WITH British troops in the south of Iraq in danger of taking heavy casualties at the hands of an insurgency that has taken over Basra, and has always been in charge of Amara, the Prime Minister Tony Blair is doing his best to cut and run out of Iraq.
He paid a surprise dash to Baghdad yesterday where he mentioned the words that he has up till now refused to utter, a timetable for withdrawal. Two Labour party conferences failed to extract them from him, but the rapidly worsening situation in Iraq and its impact on oil prices, and the morale of the British army has succeeded where MPs and trade union leaders failed.
The content of his discussion with the new Iraqi puppet Prime Minister, Maliki was summed up by him saying: ‘The key thing is, as the Prime Minister has said, to have a timetable that is objective, in other words governed by the conditions on the ground. . . The short answer is that we want to move as fast as we can on it but it has got to be done in a way that protects the security of the Iraqi people.’
He added: ‘As you can see from the joint statement, the government and the multi-national force are going to be working on the details of this over the coming weeks.’
These words prompted a journalist to ask a leading question. He said: ‘Forgive me if I ask a parochial question. How much do you think your legacy as a Prime Minister, as a politician lies in the hands of the man standing next to you (Maliki).’
Blair paused, could not answer, and then replied: ‘The issue of timetables is set out in the joint statement. The important thing is to understand what the strategy is. The strategy is to build up the Iraqi force capability and as they build up they are able to take on board the task of security.’
However the issue has gone far beyond whether Maliki’s security forces are up to saving any shreds of Blair’s reputation.
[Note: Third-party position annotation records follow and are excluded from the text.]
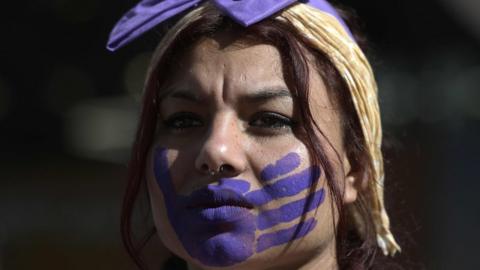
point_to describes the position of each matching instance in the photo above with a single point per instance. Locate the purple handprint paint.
(217, 224)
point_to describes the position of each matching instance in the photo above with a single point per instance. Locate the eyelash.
(263, 122)
(178, 121)
(271, 120)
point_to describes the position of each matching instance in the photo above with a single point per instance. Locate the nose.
(222, 153)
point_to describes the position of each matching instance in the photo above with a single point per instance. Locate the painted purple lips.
(212, 197)
(214, 204)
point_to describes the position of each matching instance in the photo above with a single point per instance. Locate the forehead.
(234, 60)
(232, 64)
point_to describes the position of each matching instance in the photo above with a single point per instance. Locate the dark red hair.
(353, 251)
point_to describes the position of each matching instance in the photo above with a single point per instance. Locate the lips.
(212, 197)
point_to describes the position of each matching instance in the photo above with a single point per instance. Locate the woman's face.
(229, 179)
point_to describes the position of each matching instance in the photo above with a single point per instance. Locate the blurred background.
(68, 111)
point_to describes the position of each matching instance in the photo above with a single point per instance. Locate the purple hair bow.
(149, 13)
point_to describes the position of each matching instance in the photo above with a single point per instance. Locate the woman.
(259, 139)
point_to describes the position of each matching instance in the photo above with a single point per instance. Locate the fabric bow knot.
(149, 13)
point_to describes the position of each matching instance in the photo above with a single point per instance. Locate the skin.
(240, 115)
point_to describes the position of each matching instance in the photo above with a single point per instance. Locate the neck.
(324, 260)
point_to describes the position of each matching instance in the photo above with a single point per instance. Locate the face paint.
(216, 224)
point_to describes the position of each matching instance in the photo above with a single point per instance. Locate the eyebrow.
(261, 95)
(181, 94)
(265, 94)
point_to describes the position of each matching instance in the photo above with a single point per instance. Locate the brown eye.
(183, 120)
(271, 120)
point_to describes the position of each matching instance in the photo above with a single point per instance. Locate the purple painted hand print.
(217, 224)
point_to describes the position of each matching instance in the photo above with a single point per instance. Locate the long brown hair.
(353, 251)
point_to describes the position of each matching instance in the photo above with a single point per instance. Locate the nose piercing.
(220, 170)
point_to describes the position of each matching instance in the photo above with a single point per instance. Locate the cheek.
(159, 212)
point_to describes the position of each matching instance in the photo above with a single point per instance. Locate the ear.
(352, 181)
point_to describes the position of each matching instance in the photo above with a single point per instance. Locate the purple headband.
(149, 13)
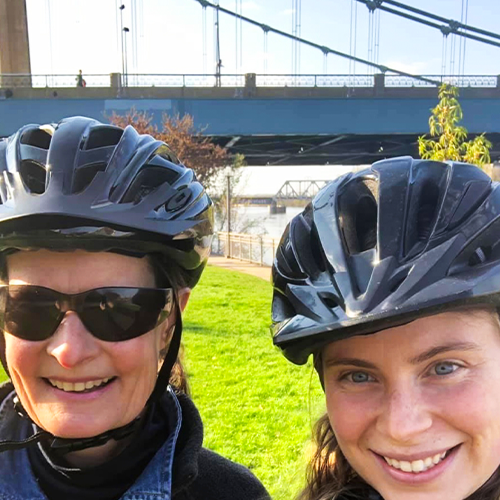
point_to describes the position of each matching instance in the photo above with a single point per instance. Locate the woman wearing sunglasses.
(390, 278)
(103, 233)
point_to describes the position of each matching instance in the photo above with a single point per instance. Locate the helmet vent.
(148, 180)
(85, 175)
(329, 300)
(427, 210)
(366, 223)
(398, 279)
(36, 137)
(480, 256)
(100, 137)
(358, 211)
(33, 176)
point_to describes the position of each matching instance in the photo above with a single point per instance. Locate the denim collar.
(17, 481)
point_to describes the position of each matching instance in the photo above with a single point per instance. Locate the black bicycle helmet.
(82, 184)
(382, 247)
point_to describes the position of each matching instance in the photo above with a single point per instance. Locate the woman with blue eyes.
(390, 279)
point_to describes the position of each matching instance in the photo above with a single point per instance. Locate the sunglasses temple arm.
(170, 358)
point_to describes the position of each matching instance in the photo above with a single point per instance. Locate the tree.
(450, 141)
(194, 149)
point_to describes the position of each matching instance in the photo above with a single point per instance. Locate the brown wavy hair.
(330, 477)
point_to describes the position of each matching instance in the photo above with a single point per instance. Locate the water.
(267, 181)
(257, 220)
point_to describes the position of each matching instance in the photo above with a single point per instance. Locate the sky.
(176, 36)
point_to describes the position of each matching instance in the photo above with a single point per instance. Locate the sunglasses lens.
(30, 312)
(115, 314)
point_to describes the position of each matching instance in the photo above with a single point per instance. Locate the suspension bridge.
(369, 112)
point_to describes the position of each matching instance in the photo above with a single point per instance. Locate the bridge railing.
(240, 80)
(246, 247)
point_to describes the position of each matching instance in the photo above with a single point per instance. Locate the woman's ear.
(184, 294)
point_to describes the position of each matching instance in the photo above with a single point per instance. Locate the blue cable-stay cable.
(324, 49)
(450, 25)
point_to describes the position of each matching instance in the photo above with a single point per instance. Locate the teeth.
(78, 386)
(417, 465)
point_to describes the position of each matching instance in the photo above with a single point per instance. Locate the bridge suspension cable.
(323, 48)
(463, 41)
(450, 26)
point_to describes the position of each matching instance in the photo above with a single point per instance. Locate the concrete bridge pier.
(14, 44)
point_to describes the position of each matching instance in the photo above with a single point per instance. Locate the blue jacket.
(180, 470)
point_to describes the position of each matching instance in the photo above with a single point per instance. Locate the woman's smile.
(419, 420)
(73, 384)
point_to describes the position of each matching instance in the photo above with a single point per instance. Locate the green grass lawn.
(257, 408)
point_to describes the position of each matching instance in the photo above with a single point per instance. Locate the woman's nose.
(404, 416)
(72, 344)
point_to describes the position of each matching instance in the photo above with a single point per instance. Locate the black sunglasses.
(112, 314)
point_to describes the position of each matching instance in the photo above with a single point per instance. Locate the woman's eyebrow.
(360, 363)
(434, 351)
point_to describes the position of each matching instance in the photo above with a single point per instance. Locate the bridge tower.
(14, 45)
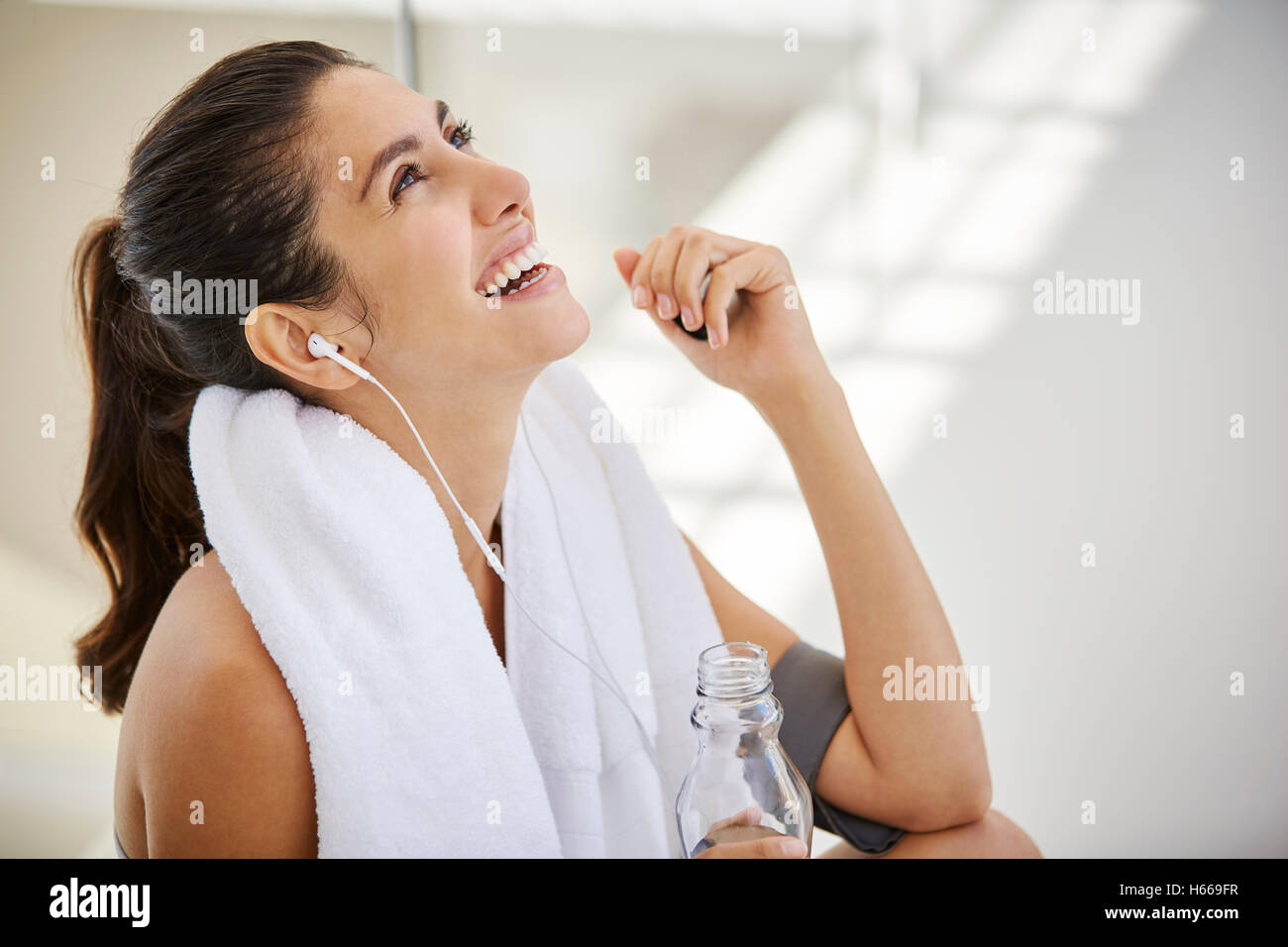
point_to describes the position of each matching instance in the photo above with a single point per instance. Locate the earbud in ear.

British troops, and American troops, are going to be quitting, in a situation reminiscent of the last days of the puppet regime in Saigon, and the whole world will see whether the puppets can take the strain or not.
Maliki had spoken before Blair about how the Iraqi security forces would take over in Amara and another southern province in June this year, and how by the end of the year would have taken control of 16 out of 18 Iraqi provinces, leaving the American armies to tackle Al Anbar, Baghdad and the area around it.
Blair laboured to do what he does best, speak about his virtual world, of how wonderful the new Iraqi democracy was, and what a victory it was for the Iraqi people, and how Iraq today was much better than it was under Saddam.
He effortlessly closed his eyes to the thousands of bodies a month that are turning up at the Baghdad morgue, bloodied, beaten, tortured, and very much dead, and turning up in morgues and on rubbish dumps throughout Iraq, the victims of sectarian death squads, many of whom are made up of police officers and Ministry of the Interior security forces, who he is lauding as the shining knights of Iraqi democracy.
He spoke about the Maliki government as a ‘new beginning’ and not, what it is, the beginning of the end for the occupation and its puppets.
However, Blair did say that the talks on a timetable did not automatically mean the swift repatriation of large numbers of UK troops.
Quite, they are going to be heading for Afghanistan, where the war is now developing rapidly with large scale engagements between the Taleban and coalition forces.
While British troops are going to be sent in as reinforcements, Bush is organising for the worst.
The latest news is that the US is spending $300m on Russian munitions for the Afghan army, enough to keep it going for 10 years, on the basis that a Democratic administration may well pull out of Afghanistan.
It is time for the working class to end this imperialist madness. The trade unions must take immediate industrial action to bring down the Blair government to secure the immediate withdrawal of all British troops from Iraq and Afghanistan.